I will say that if your birds are only 8 months old you should remove the nestbox and wait until they are older if you want to breed them. They should be at least a year old, but most breeders prefer 18 months old because older birds tend to have better parental instincts. ( I say this because I think I see a box in their cage and you posted a question in the breeding section)


----------



## cknauf (Aug 27, 2012)

You'd have to define "strange." They could be imitating something they hear around the house. Denali makes a weird noise that sounds almost sounds like paper tearing--no idea where he learned that!


----------



## enigma731 (Aug 12, 2011)

What exactly is a "normal" song versus a "strange" song?

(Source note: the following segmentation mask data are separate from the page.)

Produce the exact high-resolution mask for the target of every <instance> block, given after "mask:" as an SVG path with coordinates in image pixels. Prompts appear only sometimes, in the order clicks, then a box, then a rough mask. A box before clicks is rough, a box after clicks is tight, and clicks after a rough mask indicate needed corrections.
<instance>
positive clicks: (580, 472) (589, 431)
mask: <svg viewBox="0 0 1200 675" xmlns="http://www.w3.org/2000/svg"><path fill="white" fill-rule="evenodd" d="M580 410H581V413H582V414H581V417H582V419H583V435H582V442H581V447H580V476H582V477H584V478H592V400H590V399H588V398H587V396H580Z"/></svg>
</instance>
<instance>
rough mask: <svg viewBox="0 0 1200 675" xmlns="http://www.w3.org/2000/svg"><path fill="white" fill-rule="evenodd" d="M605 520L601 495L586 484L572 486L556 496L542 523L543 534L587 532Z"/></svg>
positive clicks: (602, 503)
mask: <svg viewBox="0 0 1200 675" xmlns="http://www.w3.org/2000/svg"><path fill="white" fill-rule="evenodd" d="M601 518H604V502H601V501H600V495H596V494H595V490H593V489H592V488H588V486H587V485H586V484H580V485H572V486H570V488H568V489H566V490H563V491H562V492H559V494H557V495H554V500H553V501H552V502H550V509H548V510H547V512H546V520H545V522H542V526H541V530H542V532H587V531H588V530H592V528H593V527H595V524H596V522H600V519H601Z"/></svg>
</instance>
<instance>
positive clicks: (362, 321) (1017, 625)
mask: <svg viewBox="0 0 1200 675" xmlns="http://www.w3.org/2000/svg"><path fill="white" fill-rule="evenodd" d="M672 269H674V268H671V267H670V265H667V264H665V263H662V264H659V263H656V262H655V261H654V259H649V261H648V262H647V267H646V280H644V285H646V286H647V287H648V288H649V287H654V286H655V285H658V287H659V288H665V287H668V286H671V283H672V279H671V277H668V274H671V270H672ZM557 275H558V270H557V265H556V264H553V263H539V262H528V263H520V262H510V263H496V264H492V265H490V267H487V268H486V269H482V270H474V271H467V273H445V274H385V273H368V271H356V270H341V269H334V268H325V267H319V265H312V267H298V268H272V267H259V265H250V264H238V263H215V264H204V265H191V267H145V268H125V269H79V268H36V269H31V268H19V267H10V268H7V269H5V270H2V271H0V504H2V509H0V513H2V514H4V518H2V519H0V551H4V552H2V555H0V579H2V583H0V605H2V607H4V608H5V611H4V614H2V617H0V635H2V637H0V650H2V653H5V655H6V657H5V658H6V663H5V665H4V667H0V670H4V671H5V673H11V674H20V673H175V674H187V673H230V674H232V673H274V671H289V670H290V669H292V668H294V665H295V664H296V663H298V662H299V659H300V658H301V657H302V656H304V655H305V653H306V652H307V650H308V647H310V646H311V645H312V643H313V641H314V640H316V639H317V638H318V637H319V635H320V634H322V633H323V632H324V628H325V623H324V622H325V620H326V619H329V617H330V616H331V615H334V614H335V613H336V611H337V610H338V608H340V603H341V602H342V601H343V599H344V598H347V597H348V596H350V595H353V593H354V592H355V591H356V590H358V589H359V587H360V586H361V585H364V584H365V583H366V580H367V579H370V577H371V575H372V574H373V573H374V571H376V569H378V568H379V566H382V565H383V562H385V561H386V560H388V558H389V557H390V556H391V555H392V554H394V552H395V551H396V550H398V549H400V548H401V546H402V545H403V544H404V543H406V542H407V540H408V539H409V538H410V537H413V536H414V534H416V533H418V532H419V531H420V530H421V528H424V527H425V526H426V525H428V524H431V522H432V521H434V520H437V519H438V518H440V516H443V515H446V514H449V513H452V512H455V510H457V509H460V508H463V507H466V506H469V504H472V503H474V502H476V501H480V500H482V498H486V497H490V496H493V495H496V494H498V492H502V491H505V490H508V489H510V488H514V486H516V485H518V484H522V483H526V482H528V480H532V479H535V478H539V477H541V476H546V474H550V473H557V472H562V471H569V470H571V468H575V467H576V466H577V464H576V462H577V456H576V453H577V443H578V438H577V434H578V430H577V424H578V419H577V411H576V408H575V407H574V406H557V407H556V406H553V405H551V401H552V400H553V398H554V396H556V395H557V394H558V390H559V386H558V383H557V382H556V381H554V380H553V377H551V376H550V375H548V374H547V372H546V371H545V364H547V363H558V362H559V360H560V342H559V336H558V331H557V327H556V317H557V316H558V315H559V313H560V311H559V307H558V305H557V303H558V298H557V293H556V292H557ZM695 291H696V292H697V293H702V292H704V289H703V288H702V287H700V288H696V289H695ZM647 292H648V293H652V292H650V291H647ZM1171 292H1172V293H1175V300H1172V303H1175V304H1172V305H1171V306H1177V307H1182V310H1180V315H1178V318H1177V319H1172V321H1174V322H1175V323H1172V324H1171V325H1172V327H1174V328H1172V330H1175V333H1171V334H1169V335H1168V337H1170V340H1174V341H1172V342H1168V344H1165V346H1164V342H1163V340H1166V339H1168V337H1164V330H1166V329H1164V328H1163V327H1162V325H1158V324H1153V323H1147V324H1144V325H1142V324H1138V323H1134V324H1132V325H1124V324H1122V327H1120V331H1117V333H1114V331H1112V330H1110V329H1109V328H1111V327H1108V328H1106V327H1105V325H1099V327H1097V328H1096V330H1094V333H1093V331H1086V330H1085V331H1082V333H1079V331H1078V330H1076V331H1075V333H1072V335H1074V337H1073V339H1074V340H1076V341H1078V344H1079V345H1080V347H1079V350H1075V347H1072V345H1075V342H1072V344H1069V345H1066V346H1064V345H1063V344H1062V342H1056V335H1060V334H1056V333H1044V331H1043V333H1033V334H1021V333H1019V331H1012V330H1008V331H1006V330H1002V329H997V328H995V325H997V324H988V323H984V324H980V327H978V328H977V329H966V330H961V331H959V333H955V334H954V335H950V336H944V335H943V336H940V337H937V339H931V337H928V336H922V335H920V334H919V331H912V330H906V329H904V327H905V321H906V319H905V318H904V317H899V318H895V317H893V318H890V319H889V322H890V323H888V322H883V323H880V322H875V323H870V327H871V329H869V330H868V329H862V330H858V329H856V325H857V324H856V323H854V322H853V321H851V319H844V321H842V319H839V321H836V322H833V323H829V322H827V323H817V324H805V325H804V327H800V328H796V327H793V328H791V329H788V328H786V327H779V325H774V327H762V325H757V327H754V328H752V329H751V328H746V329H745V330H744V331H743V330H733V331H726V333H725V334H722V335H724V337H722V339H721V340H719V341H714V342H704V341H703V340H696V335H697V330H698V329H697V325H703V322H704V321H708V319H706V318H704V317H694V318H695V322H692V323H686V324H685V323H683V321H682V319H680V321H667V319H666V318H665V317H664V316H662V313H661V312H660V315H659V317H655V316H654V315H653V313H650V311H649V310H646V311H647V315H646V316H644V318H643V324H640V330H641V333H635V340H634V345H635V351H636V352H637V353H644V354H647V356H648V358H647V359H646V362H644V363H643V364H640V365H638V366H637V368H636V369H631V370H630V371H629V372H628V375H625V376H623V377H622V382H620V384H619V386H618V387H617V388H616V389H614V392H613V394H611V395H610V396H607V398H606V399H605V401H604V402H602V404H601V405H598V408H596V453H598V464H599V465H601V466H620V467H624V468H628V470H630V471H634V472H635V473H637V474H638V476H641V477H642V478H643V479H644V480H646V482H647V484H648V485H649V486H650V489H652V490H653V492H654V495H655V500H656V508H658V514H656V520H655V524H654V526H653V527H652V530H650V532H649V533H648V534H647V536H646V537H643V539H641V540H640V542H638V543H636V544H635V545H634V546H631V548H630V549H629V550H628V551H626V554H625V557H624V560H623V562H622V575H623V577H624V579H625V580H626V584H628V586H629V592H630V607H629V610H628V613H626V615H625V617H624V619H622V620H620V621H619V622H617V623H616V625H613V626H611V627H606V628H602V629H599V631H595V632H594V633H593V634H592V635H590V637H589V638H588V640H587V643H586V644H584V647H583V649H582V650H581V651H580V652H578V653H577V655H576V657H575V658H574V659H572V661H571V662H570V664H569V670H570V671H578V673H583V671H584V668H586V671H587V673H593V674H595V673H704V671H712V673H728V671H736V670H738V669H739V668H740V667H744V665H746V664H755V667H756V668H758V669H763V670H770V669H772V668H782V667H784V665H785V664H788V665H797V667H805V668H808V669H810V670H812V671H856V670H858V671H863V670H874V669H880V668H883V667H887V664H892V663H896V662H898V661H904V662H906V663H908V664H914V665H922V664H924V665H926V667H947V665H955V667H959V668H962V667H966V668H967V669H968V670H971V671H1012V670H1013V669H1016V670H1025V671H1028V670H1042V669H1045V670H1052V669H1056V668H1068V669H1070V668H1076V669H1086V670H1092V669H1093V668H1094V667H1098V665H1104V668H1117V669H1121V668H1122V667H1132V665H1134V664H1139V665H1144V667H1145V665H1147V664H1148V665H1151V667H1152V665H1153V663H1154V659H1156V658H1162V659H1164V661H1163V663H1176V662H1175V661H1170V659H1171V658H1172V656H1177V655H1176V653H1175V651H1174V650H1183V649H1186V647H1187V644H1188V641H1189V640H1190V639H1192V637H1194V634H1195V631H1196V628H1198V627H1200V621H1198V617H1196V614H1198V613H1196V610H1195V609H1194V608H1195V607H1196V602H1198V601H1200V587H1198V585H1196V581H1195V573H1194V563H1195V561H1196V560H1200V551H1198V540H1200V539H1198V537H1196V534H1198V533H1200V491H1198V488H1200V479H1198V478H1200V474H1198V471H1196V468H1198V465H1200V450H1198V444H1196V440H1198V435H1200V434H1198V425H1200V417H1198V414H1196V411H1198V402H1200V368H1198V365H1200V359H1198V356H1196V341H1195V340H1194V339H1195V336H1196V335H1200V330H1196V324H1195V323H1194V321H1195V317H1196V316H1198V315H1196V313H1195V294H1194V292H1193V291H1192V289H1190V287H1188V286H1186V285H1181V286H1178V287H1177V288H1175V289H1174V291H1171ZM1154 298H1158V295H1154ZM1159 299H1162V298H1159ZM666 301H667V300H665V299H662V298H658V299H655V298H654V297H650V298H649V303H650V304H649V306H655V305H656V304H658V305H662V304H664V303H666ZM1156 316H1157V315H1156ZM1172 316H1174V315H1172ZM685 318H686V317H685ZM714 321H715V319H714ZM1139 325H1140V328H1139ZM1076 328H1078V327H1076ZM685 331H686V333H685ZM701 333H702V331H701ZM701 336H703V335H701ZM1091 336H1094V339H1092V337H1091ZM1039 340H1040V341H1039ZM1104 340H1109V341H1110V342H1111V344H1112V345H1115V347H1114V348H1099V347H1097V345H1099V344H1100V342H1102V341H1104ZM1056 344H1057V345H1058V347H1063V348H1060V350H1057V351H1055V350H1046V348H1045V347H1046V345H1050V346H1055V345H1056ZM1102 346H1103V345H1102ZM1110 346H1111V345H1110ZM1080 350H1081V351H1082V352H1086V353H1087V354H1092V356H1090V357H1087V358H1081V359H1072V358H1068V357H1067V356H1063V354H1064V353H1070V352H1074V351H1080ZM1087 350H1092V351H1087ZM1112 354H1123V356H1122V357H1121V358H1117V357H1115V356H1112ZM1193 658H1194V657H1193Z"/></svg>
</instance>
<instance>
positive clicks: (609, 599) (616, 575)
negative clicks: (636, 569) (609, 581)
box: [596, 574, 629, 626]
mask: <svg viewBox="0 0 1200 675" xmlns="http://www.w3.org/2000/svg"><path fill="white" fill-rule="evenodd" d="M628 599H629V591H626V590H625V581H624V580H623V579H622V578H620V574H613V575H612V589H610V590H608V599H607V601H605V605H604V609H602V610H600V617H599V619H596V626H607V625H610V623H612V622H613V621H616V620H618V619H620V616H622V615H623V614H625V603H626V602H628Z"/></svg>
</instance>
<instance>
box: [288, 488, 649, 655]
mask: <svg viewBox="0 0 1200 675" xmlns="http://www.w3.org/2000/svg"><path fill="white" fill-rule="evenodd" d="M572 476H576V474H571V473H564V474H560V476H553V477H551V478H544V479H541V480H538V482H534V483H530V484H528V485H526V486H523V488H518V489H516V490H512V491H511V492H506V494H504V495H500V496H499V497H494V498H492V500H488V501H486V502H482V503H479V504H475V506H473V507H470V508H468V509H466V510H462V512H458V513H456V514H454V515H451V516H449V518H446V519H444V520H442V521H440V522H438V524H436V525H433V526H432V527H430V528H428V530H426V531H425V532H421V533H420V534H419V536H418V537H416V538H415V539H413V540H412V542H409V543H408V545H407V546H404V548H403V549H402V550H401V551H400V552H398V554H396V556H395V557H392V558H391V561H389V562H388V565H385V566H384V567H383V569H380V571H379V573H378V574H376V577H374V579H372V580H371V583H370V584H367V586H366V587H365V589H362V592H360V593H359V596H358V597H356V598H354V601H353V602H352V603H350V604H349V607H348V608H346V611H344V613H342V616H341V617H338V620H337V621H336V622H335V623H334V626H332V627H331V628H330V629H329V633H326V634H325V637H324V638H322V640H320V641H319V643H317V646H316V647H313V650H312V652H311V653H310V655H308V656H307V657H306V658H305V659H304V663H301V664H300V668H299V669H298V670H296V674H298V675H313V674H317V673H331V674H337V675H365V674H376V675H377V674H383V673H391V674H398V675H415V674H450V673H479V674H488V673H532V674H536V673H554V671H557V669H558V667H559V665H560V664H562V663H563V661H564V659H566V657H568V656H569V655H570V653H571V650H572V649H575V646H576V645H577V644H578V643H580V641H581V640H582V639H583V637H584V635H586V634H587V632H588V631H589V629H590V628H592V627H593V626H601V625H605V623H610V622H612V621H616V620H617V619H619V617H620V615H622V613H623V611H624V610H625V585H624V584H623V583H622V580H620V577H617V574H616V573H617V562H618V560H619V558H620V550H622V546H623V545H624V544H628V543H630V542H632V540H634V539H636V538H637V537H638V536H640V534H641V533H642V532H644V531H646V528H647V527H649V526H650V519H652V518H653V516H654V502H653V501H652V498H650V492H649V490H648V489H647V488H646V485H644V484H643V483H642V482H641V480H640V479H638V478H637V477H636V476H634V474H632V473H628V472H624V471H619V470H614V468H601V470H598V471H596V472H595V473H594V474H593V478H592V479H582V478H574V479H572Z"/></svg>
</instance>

Also, why do your birds have a breeding setup if they are only 8 months old? They are too young to be parents.


----------



## bassamgaillany (Nov 16, 2012)

Well, I am getting new information from you, guys. But is it necessary to remove the NEST ? I mean what is the effect on them even if they are merely 8 months !

I can not express the song but it's really extraordinary ! I mean random songs. Not rhythmic !


----------



## enigma731 (Aug 12, 2011)

Yes, it is necessary to remove anything that will stimulate breeding. At 8 months your female is old enough to lay eggs, but she is not mentally mature enough to raise babies healthily. The nest box could stimulate her to lay eggs that she will then have problems caring for. This is an unnecessary stressor, and could be detrimental to the health of your birds. Please do a lot more research on breeding before you give them a nest again, since you yourself have said you do not have all the information you need to do it responsibly.


----------



## bassamgaillany (Nov 16, 2012)

enigma731 said:


> Yes, it is necessary to remove anything that will stimulate breeding. At 8 months your female is old enough to lay eggs, but she is not mentally mature enough to raise babies healthily. The nest box could stimulate her to lay eggs that she will then have problems caring for. This is an unnecessary stressor, and could be detrimental to the health of your birds. Please do a lot more research on breeding before you give them a nest again, since you yourself have said you do not have all the information you need to do it responsibly.


I do thank you, dear. Okay, I will do as it's said  You are right


----------